Garret Grolemund’s talk R Markdown: the Bigger Picture pointed out the scope of the repeatability and reproducibility problems in research today and how using Markdown can help in documenting what you did and how you did it.

The proportion of published articles describing experiments that cannot be repeated due to lost code, documentation or data is a huge problem.
A large portion of current published research cannot be replicated.  R Markdown can help with documenting data and procedures.

Using R for Family Reunification

Although much of the RStudio::conf presentations were oriented to the RStudio products and open source packages, many were not. One of the most compelling was Brooke Watson presentation on using R to clean up the total garbage data provided by the U.S. Government on the locations of children and parents who were separated at the border. Regardless of politics, it is clear that the government was unprepared for this policy and did not (does not?) have procedures in place to keep track of kids and their parents who have been separated.

Brooke Watson's (@BrookLYNevery1) presentation on family reunification showed a jumble of files provided during discovery.
The Department of Homeland Security provided jumbled data to the ACLU for child separation lawsuits.
Brooke Watson's (@BrookLYNevery1) presentation on family reunification showed that the Department of Homeland Security does not have systems in place to track children separated from their parents..
The Department of Homeland Security provided bad data to the ACLU during discovery in the child separation lawsuit.

RStudio Package Stickers Continue to be a Hit

The RStudio package stickers were a major hit in Brussels, and continue to be a big hit at R conferences. This has to be one of the best marketing ideas I have ever seen. Whenever they put out a new batch of stickers, there was always a scrum as people searched for ones that they didn’t have.

The RStudio hexagonal package stickers are clearly one of the best marketing ideas I have ever seen.
The RStudio hexagonal marketing stickers continue to be a hit at conferences.

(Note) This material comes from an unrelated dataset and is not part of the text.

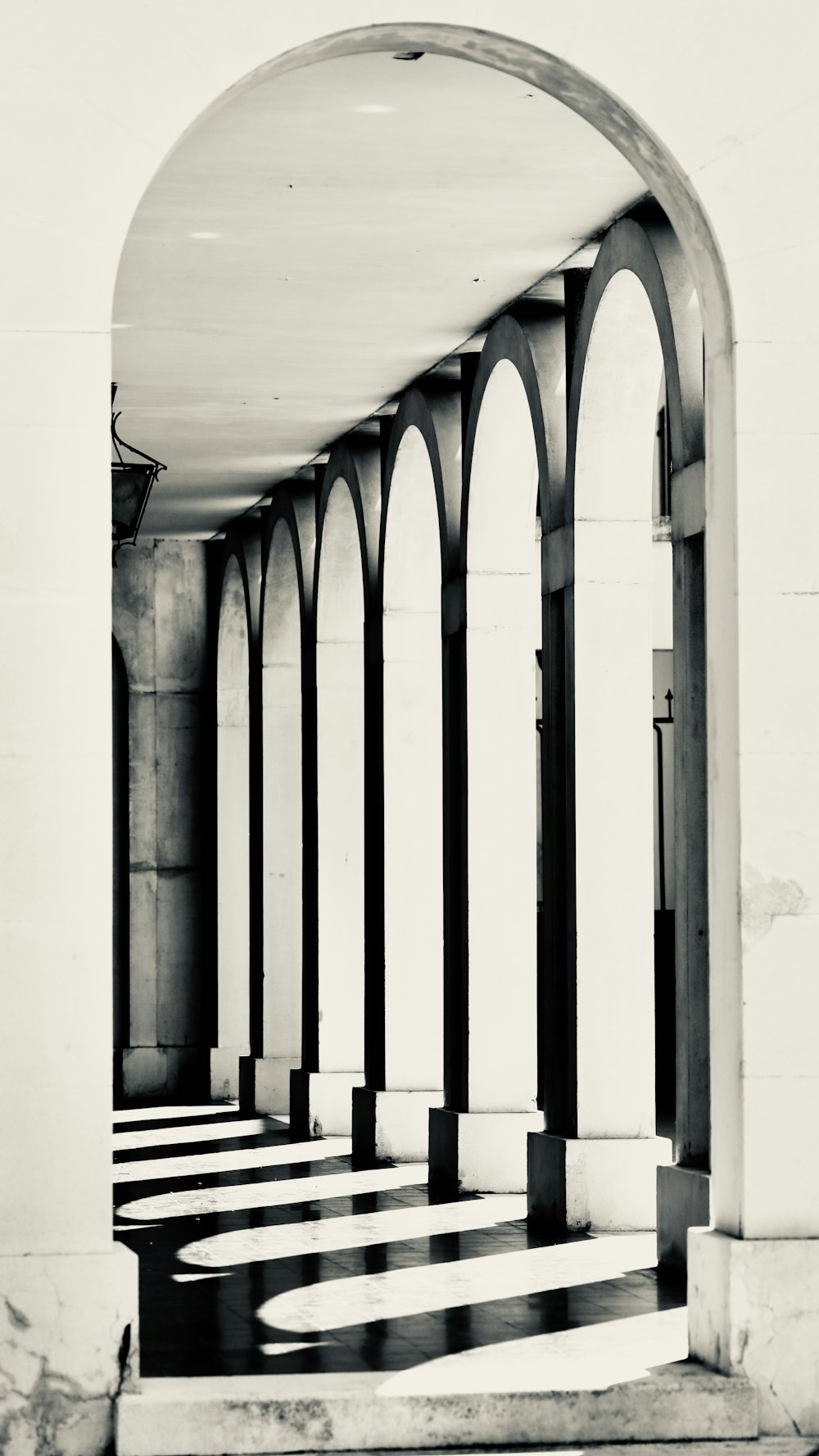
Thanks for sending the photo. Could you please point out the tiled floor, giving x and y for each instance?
(263, 1257)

R and Data Science are No Longer PhD Things

The Education track on the last day was poorly attended, but I think in many ways it was perhaps the most important for understanding the future, the future of R and the future of Data Science. Mary Rudis (@mrshrbrmstr) spoke on teaching R at the community college level and on improving data literacy in the general population. Her presentation talked about certificate programs that do not require a prior bachelor’s degree. Her presentation was followed by Carl Howe’s (@cdhowe) presentation on Teaching the Next Million R Users. Carl is RStudio’s Director of Education or something like that and it is clear that RStudio is looking not just at the professional Data Scientist, but at increasing data literacy in the general population.

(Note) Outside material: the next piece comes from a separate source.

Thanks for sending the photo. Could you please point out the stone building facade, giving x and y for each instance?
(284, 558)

Panel Discussion of Data Science as a Career

The conference concluded with a panel discussion that was effectively how to manage a career in Data Science. It has a lot of useful information, but failed to talk about how to survive being the messenger in “shoot the messenger,” which all Data Scientists need to know how to do. How I would answer that question will be the subject of a future blog post.

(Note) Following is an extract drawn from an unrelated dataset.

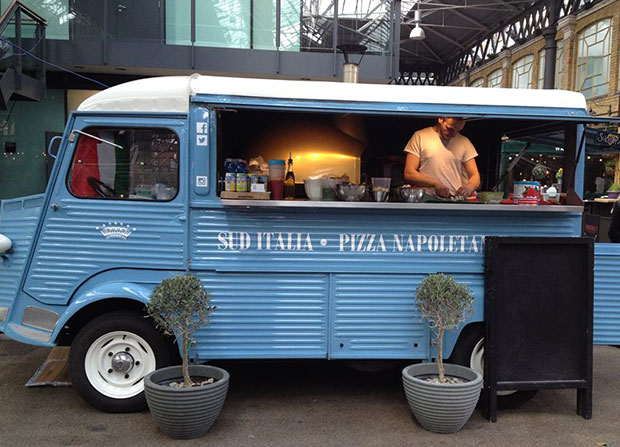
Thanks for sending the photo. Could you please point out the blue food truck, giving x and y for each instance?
(135, 196)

Knitting is Making a Comeback

When I was a kid, my mom knitted all of the time–it was the major form of her gift giving, and I still have most of the sweaters from my late teen and college years that theoretically still fit. Mom was quite proficient and could do intricate patterns while carrying on a spirited conversation, though if the conversation was too spirited, she might have to rip out a row and re-do it. During the education track on the last day, the woman in front of me did a major portion of a child’s sock during the session. It was pretty cool.

Knitting is making a comeback. A child somewhere is going to get some cool socks for a birthday.
The woman in front of me made major progress on knitting a childs sock during the education track on Friday.